There are circa 2^38 stars in the Milky Way, and they're not going to all go supernova. Add in the actual cost of compute and it just isn't happening, not in this galaxy.

For 128-bit crypto we can look at a more earthly calculation. Using the same math as that article, but at room temperature, and taking the total solar irradiance on the Earth as an energy source, it would take this long to count up to 128 bits (calculated using Google):

((2^128) * (1.38064852 * ((10^(−16)) (ergs / K))) * (298 K)) / ((1361 (W / (m^2))) * (pi * (radius of Earth^2))) = 8.04911615 seconds

Definitely more on the plausible side, but we're already moving away from 128-bit crypto and there's a staggering number of generous assumptions being made here; we aren't going to be getting thermodynamically ideal computers using a significant fraction of the total solar irradiance on the Earth any time soon.

Just to give you an idea of how far away we are from that, looking at actual SHA256 calculations:

https://www.iea.org/data-and-statistics/charts/efficiency-of...

22222 MH/J is the highest, or 4.5 × 10^-12 joules per hash. That's a factor of 2^30 worse, so if we used the total solar irradiance of the Earth to power Bitcoin miner style ASICs, it would take about 272 years to go through 128 bits' worth of brute forcing something of similar complexity to SHA-256.

The factor is more like 2^36 relative to the first "temperature of outer space" calculation. That happens to be about the number of galaxies in the observable universe, so using current technology, it would take somewhere on the order of all the stars in the observable universe going supernova to power through a single SHA-256 brute force.


A supernova may be an inefficient source of energy, it's probably better to take that material and make dwarf stars from it.

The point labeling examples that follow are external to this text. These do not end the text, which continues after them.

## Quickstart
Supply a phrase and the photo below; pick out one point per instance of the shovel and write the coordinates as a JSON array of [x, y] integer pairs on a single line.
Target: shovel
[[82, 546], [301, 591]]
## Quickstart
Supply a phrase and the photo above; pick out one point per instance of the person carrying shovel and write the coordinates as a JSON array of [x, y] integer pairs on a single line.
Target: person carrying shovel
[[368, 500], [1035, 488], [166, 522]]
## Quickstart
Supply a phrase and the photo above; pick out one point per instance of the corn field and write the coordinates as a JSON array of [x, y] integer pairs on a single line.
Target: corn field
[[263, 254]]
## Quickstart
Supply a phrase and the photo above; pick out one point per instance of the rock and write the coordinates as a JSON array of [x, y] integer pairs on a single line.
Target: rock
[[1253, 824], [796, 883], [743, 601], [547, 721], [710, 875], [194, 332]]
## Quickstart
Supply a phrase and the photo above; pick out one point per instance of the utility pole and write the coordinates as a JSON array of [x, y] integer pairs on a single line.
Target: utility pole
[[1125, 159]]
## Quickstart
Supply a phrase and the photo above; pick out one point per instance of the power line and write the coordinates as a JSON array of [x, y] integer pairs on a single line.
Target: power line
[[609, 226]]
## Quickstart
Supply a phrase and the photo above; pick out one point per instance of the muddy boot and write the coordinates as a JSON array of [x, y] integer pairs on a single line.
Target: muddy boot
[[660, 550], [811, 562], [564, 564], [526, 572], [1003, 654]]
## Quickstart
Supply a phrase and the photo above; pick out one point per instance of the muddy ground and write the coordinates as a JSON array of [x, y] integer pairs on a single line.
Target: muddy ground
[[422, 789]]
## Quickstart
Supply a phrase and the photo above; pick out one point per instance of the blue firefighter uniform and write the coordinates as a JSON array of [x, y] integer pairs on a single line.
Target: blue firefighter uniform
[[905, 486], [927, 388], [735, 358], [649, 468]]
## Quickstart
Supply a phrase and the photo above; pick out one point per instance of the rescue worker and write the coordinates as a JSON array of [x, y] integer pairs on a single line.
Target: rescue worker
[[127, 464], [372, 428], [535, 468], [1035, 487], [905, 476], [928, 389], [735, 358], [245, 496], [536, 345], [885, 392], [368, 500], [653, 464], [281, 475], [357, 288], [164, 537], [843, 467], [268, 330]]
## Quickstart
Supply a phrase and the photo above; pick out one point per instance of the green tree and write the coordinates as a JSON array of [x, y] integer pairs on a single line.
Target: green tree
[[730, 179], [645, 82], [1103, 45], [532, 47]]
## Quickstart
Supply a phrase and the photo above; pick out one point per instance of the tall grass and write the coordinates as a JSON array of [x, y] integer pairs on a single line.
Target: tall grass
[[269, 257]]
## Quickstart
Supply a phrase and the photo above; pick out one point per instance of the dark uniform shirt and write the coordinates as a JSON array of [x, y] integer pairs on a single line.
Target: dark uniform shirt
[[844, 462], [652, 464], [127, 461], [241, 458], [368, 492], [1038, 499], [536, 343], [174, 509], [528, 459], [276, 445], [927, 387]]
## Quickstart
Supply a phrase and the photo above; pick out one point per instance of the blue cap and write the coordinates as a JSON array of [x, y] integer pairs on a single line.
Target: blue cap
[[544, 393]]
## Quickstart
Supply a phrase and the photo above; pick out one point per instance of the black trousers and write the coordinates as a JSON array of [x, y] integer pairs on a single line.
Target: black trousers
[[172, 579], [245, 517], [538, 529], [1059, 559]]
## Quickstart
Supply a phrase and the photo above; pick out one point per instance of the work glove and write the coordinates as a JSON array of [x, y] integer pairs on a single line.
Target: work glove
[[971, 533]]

thanks, that's interesting, I didn't know this !


Computers can only become faster within the limits of what humans are able to build and what physics allows.

You're not gonna break SHA256 with faster computers.


I swear there was a pertinent article link that goes through how it's physically impossible to construct a computing device fast enough to break SHA-256, even at the most fundamental scale.


All current methods. Isn’t sha256 an order of magnitude more complex than sha1? It’s not like cryptographers can’t learn from their mistakes.


The magnet URL format is at least using multihash:

> Like the urn:btih: prefix for v1 SHA-1 info-hashes, there’s a new prefix, urn:btmh: for full v2 SHA0256 info hashes. For example, a magnet link thus looks like this:

> magnet:?xt=urn:btmh:<tagged-info-hash>&dn=<name>&tr=<tracker-url>

> The info-hash with the btmh prefix is the v2 info-hash in multi-hash format encoded in hexadecimal.


SHA1 collision was never much of a reason to change it in the first place; there is no practical attack that arises from it.


1) Take a popular game torrent 2) add crypto mining code 3) pad it so the SHA1 stays the same 4) seed it, the magnet links will pick up your version 5) profit!


That's a preimage attack. For example, the entire bitcoin network today needs something on the order of a trillion years for a preimage attack on MD5, multiply by another trillion for a SHA1 preimage attack.


Between 1 and 2, remove the crypto mining code that came with it.


Except that this is not how collision attacks work.


>if SHA256 proves to be insecure

slight pedantism here, but "when" not "if"


There's no indication whatsoever of this happening.

In the time since SHA1 came under attack, a lot more research has happened on hash function security. If this has shown anything, it's that SHA256 is more secure than people used to think.

People seem to have this widely believed idea that "all crypto will be broken eventually". But in pretty much all cases you can trace back that broken crypto was known to be weak for a long time. SHA256 is not known to be weak (with the slight caveat that it doesn't protect against length extension attacks, but this is a known property that matters only in very rare circumstances).


That's not a given. As far as I know, there is no proof of the security or lack thereof of this kind of function.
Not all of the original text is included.